Relative to benign lesions, malignant lesions were associated with lower ADC values ([median 0.955, range 0.68~1.55]×10-3 mm2/s vs. [median 1.440, range 0.44~2.25]×10-3 mm2/s; p<0.001), lower MD values ([median 1.049, range 0.726~1.508]×10-3 mm2/s vs. [median 1.478, range 0.723~2.360] ×10-3 mm2/s; p<0.001), higher MK values ([median 1.269, range 0.609~2.080] vs. [median 0.530, range 0.000~1.907]; p<0.001), higher K_ep value ([median 0.799, range 0.330~2.729] min-1 vs. [median 0.444, range 0.056~1.745] min-1; p<0.001), and higher K_trans value ([median 0.528, range 0.132~1.497] min-1 vs. [median 0.341, range 0.032~1.754] min-1; p = 0.019) (Table 1). The V_e values did not show significant difference between benign and malignant masses. MK was better for differentiating between malignant and benign lesions (0.952), than ADC (0.902), MD (0.891), tCho (0.776) , K_ep (0.793) and K_trans (0.692)(Table 1). MK could well distinguish histological grades (AUC: 0.655) and lymph node status (AUC:0.589). Furthermore, MK was best at distinguishing between high-Ki67 and low-Ki67 breast cancer (AUC: 0.776; p<0.05) (Figure 1). 5 non-enhanced features including MD, MK, age, shape and menstrual status were selected to be the optimized feature subset to construct a XGboost model, which exhibited superior diagnostic ability for BC characterization in the test group, with a ROC value of 0.940 (Figure 2). To further verify the predictive reliability of this model for BC diagnosis, 50 MRI BI-RADS 4 breast masses (malignancy=25, benign=25) in validation group were introduced into this model, of which 21 cases were correctly diagnosed as malignant and 22 cases were correctly diagnosed as benign ones, with the diagnostic sensitivity and specificity of 84% and 88%, respectively(Table 2).

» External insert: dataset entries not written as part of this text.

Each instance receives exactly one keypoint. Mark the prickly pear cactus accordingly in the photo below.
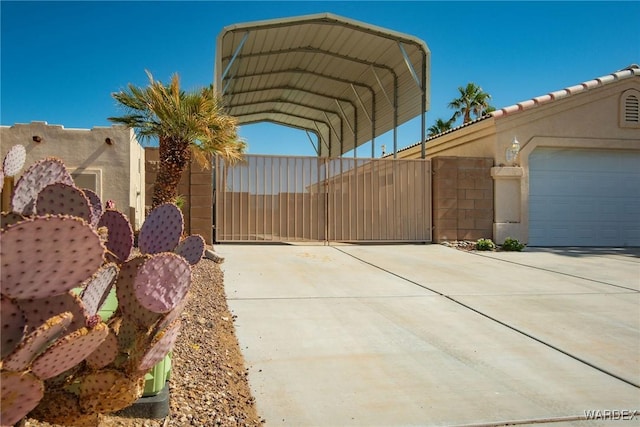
(36, 178)
(63, 360)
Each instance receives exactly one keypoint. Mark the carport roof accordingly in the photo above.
(343, 80)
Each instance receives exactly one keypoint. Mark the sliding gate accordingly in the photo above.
(311, 199)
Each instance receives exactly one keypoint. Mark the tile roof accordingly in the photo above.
(630, 71)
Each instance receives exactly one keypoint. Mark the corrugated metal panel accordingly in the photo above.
(305, 199)
(323, 71)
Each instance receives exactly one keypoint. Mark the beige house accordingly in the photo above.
(576, 178)
(107, 160)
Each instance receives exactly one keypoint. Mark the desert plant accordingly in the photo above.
(512, 245)
(186, 124)
(485, 245)
(61, 257)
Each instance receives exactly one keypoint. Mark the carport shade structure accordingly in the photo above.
(345, 81)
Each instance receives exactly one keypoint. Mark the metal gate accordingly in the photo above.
(311, 199)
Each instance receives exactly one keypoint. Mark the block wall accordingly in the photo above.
(462, 198)
(196, 187)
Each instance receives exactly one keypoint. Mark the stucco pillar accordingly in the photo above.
(507, 203)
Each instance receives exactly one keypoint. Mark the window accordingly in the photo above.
(630, 109)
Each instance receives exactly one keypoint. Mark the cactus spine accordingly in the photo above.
(62, 254)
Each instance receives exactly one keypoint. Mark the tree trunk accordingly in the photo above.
(174, 158)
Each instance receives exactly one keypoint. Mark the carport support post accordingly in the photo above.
(507, 204)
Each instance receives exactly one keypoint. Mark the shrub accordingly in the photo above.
(512, 245)
(485, 245)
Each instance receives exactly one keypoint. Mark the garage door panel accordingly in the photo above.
(584, 198)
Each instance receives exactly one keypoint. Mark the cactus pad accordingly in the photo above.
(13, 325)
(105, 353)
(162, 282)
(191, 248)
(109, 391)
(120, 234)
(20, 392)
(161, 230)
(69, 351)
(49, 255)
(161, 346)
(63, 199)
(97, 289)
(125, 291)
(38, 311)
(36, 341)
(95, 204)
(14, 160)
(37, 177)
(9, 218)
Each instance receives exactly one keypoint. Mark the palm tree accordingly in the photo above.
(187, 124)
(472, 100)
(439, 127)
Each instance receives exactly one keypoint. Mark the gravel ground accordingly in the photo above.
(208, 385)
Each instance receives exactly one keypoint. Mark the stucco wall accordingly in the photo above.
(119, 166)
(590, 119)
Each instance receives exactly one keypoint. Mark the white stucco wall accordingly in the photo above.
(119, 166)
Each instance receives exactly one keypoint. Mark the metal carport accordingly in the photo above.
(345, 81)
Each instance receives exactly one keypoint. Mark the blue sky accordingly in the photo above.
(60, 61)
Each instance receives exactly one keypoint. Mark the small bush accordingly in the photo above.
(485, 245)
(512, 245)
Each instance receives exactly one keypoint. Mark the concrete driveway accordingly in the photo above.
(425, 335)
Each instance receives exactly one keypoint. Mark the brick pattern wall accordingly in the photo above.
(462, 198)
(196, 187)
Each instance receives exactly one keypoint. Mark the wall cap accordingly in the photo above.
(506, 172)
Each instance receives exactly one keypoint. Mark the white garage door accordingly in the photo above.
(584, 198)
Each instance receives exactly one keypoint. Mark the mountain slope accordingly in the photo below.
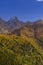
(19, 51)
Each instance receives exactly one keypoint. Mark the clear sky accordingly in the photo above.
(24, 9)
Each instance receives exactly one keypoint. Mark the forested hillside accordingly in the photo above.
(20, 50)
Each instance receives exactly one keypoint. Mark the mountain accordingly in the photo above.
(14, 23)
(29, 29)
(32, 29)
(21, 43)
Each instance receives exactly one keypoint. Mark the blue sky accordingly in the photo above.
(24, 9)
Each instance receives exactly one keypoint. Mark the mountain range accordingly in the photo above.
(21, 43)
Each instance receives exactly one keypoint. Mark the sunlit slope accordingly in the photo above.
(20, 50)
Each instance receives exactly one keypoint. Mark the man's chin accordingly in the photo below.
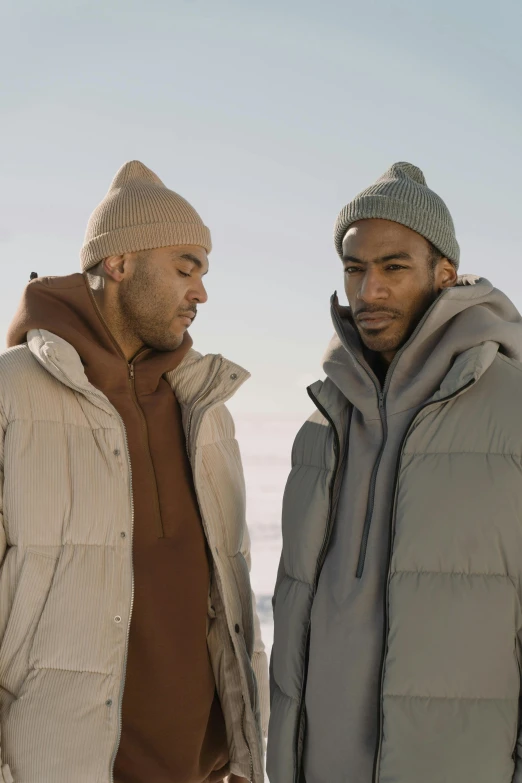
(379, 342)
(166, 344)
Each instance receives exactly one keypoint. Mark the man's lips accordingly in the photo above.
(187, 318)
(375, 320)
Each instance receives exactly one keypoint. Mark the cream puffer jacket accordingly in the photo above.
(66, 581)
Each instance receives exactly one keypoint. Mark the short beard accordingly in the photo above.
(143, 314)
(383, 344)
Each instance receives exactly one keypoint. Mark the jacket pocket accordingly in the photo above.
(31, 594)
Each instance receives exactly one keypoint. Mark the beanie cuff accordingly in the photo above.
(133, 239)
(414, 216)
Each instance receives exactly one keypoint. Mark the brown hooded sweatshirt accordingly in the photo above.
(173, 729)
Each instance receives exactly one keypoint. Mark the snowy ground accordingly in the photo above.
(266, 444)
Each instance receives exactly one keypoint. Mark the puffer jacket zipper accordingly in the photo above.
(332, 506)
(150, 463)
(422, 410)
(191, 453)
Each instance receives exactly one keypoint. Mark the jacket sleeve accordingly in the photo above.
(259, 659)
(3, 543)
(5, 773)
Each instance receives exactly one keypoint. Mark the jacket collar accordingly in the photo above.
(211, 376)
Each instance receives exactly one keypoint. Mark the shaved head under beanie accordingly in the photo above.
(402, 196)
(140, 213)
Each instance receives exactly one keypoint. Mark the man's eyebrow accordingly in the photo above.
(194, 260)
(400, 256)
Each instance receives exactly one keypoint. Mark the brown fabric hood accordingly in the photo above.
(65, 306)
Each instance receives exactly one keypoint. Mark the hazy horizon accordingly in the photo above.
(268, 118)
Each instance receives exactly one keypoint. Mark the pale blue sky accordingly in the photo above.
(268, 117)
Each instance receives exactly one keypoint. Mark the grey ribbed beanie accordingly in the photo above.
(140, 213)
(401, 195)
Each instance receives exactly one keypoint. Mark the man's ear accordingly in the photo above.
(114, 268)
(447, 275)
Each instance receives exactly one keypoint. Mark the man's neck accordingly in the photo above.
(128, 346)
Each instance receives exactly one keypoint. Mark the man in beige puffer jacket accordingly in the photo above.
(130, 644)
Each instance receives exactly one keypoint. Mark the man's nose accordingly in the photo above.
(372, 287)
(198, 294)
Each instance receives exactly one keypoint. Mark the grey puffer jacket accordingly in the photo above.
(449, 667)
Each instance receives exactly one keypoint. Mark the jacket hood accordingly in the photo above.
(65, 307)
(469, 322)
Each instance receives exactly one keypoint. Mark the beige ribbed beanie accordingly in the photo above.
(140, 213)
(402, 196)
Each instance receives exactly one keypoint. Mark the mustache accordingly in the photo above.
(193, 310)
(376, 309)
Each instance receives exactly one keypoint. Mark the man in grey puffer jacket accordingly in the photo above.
(398, 601)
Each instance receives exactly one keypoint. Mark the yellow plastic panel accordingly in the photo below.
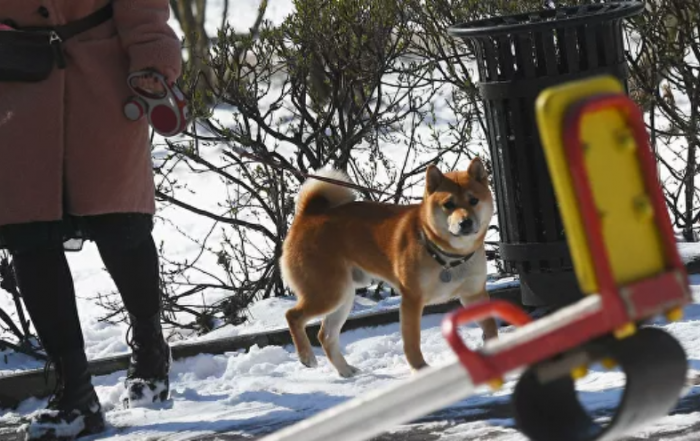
(630, 233)
(551, 107)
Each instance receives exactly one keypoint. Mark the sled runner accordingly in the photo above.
(626, 263)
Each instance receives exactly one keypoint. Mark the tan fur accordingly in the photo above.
(336, 244)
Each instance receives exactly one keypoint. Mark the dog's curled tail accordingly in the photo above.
(317, 196)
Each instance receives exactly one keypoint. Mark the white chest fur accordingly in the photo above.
(466, 279)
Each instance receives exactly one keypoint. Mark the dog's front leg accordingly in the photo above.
(489, 327)
(411, 313)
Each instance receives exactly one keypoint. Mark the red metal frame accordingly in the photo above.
(619, 305)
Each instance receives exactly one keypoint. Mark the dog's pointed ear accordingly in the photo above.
(433, 178)
(477, 171)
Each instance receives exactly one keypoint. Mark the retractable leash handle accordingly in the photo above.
(166, 111)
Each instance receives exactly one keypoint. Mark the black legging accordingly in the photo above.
(46, 285)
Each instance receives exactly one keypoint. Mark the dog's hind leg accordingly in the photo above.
(297, 318)
(329, 335)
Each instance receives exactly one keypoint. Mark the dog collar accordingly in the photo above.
(437, 254)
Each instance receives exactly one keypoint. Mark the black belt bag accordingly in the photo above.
(31, 54)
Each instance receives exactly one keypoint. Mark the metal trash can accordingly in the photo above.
(518, 56)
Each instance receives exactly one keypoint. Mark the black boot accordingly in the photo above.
(147, 377)
(74, 409)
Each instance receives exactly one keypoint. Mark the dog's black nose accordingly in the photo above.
(467, 225)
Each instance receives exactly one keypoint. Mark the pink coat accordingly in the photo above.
(65, 145)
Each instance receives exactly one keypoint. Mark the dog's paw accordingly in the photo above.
(416, 369)
(309, 360)
(348, 371)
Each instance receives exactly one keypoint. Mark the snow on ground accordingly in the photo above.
(255, 391)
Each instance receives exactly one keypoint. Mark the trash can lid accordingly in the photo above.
(546, 18)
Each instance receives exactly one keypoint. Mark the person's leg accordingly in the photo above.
(46, 285)
(129, 253)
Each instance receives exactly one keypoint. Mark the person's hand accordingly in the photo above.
(149, 83)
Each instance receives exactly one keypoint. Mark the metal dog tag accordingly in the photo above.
(446, 275)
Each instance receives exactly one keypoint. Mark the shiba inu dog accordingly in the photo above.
(429, 252)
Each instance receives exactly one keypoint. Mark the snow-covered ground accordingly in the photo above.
(267, 387)
(255, 392)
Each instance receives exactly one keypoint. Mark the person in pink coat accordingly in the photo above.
(72, 165)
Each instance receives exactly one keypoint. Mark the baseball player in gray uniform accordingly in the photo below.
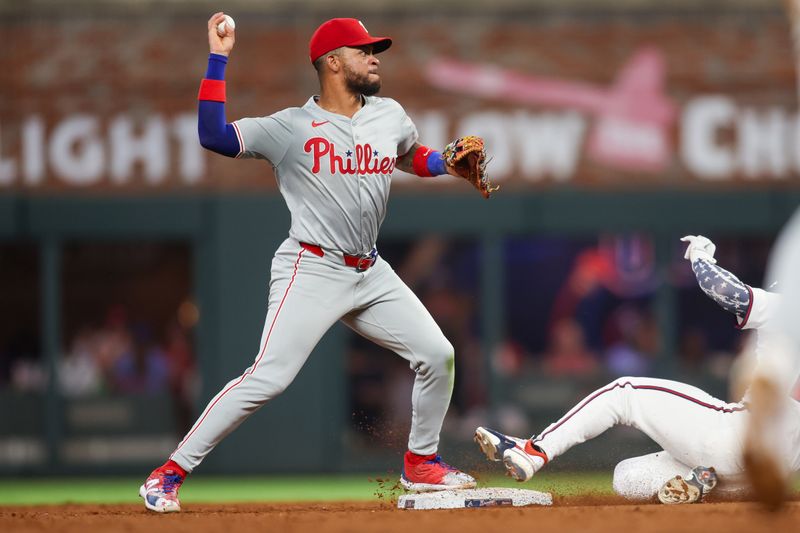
(699, 434)
(333, 159)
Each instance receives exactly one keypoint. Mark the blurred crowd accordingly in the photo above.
(578, 313)
(116, 356)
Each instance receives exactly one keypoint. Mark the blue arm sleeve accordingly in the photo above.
(215, 134)
(722, 287)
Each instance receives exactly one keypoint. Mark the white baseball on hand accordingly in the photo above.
(699, 248)
(223, 26)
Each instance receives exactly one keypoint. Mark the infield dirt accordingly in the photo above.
(585, 514)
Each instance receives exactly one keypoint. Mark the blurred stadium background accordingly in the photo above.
(134, 265)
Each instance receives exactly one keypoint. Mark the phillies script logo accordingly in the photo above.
(366, 159)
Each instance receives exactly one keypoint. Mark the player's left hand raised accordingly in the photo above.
(220, 44)
(466, 158)
(699, 248)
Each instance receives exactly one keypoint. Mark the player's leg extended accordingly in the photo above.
(305, 299)
(390, 314)
(691, 425)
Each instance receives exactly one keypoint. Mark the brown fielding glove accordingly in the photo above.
(468, 158)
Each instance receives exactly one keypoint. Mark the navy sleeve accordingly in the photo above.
(215, 134)
(722, 287)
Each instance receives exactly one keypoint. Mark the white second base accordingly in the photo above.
(464, 498)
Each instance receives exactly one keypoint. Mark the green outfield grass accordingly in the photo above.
(209, 489)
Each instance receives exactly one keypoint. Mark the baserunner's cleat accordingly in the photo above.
(520, 457)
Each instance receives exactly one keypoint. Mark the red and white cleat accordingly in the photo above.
(433, 474)
(160, 491)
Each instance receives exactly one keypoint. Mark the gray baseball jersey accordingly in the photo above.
(334, 172)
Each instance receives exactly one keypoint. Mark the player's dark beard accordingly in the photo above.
(361, 84)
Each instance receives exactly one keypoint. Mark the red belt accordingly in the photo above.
(359, 262)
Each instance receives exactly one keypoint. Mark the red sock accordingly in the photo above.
(412, 459)
(172, 465)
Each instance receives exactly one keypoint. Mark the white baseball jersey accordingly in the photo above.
(334, 172)
(692, 427)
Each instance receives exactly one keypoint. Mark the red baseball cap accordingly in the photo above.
(343, 32)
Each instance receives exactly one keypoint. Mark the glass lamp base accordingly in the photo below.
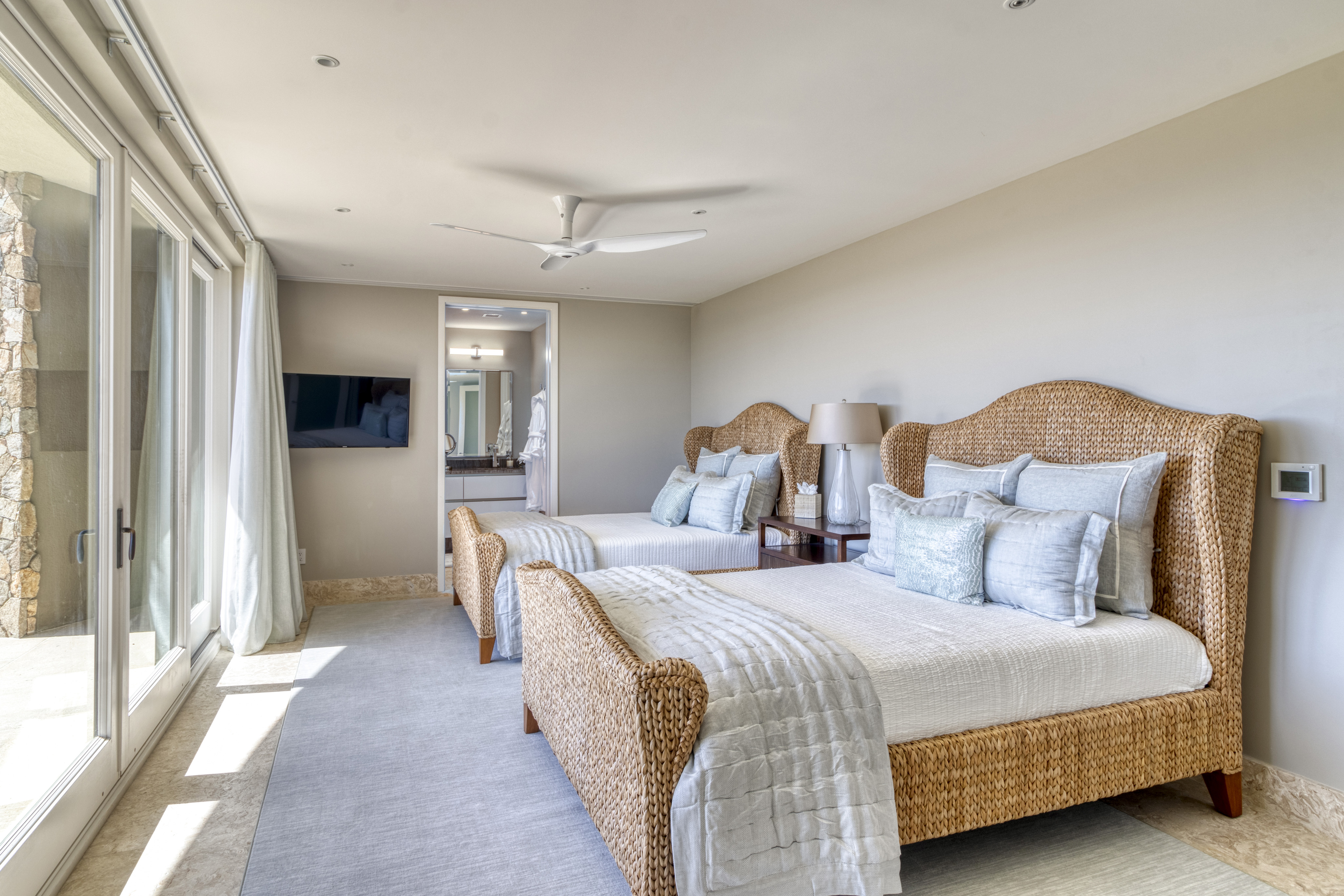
(843, 507)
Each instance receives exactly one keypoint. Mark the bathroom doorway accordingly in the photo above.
(498, 410)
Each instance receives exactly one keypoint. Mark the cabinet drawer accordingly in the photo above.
(453, 488)
(494, 487)
(495, 507)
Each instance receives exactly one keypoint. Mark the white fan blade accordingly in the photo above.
(640, 242)
(486, 233)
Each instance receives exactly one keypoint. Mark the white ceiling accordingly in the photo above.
(802, 127)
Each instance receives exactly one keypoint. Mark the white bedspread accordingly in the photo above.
(788, 790)
(634, 539)
(941, 668)
(529, 536)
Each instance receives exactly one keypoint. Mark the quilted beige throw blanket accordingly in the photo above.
(788, 790)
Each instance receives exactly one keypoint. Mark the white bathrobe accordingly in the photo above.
(534, 454)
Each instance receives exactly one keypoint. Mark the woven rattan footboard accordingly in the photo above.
(478, 559)
(597, 704)
(623, 729)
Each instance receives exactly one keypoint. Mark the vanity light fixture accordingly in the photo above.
(478, 352)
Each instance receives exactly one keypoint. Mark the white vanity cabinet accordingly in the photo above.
(486, 492)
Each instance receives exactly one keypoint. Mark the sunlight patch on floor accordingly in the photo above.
(239, 729)
(174, 836)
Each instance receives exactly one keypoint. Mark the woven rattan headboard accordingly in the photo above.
(1205, 511)
(763, 429)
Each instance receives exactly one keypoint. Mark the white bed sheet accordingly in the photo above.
(634, 539)
(941, 667)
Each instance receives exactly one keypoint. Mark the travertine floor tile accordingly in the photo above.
(198, 828)
(1263, 843)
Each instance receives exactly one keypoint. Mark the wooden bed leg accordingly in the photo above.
(1226, 792)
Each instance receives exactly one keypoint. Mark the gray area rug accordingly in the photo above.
(404, 769)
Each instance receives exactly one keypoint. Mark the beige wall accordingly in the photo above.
(624, 406)
(1198, 264)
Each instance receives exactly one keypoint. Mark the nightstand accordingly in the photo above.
(789, 555)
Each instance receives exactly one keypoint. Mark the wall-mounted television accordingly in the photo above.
(347, 411)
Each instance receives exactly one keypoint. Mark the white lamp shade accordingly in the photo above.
(845, 424)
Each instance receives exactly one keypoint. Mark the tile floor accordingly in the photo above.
(187, 823)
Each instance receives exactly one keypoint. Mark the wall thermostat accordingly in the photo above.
(1296, 481)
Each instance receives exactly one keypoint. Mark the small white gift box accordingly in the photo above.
(808, 506)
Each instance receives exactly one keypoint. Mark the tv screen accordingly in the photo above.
(347, 411)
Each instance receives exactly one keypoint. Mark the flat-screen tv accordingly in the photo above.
(347, 411)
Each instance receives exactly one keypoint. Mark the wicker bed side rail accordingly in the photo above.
(620, 727)
(478, 559)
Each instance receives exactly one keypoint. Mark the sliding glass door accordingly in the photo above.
(114, 437)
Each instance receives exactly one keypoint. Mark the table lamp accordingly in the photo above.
(845, 425)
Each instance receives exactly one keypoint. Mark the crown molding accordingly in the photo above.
(483, 293)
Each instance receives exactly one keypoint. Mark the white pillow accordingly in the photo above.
(717, 464)
(1124, 492)
(999, 480)
(718, 503)
(765, 491)
(1043, 562)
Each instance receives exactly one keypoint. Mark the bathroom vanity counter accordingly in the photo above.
(486, 490)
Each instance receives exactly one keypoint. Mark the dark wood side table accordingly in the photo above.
(789, 555)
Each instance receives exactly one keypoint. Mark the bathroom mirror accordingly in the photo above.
(479, 413)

Disscussion and Conclusion

This study demonstrated that MK derived from DKI was performed better than MD, ADC, Ve, Kep and Ktrans for differentiating between benign and malignant BLs. The reason might be due to the rapid proliferation of malignant tumor. MK reflects the displacement of Gaussian diffusion and tissue complexity, which is considered proportional to the neoplasm’s cellular microstructural heterogeneity and tissue complexity. And in malignant tissues, water molecule diffusion is usually restricted by intracellular, extracellular, and intravascular spaces, as well as by tightened cellular membrane microstructures, leading to lower MD values. An optimized XGboost model that included DKI and clinical features (age, shape and menstrual status) is effective to improve the diagnostic specificity of MRI BI-RADS 4 masses, therefore preventing unnecessary biopsies and optimizing personalized diagnosis and treatment.

Acknowledgements

This study was supported by grants from the National Natural Science Foundation of China (82071973, 82020108016) and Natural Science Foundation of Guangdong Province (2020A1515011022).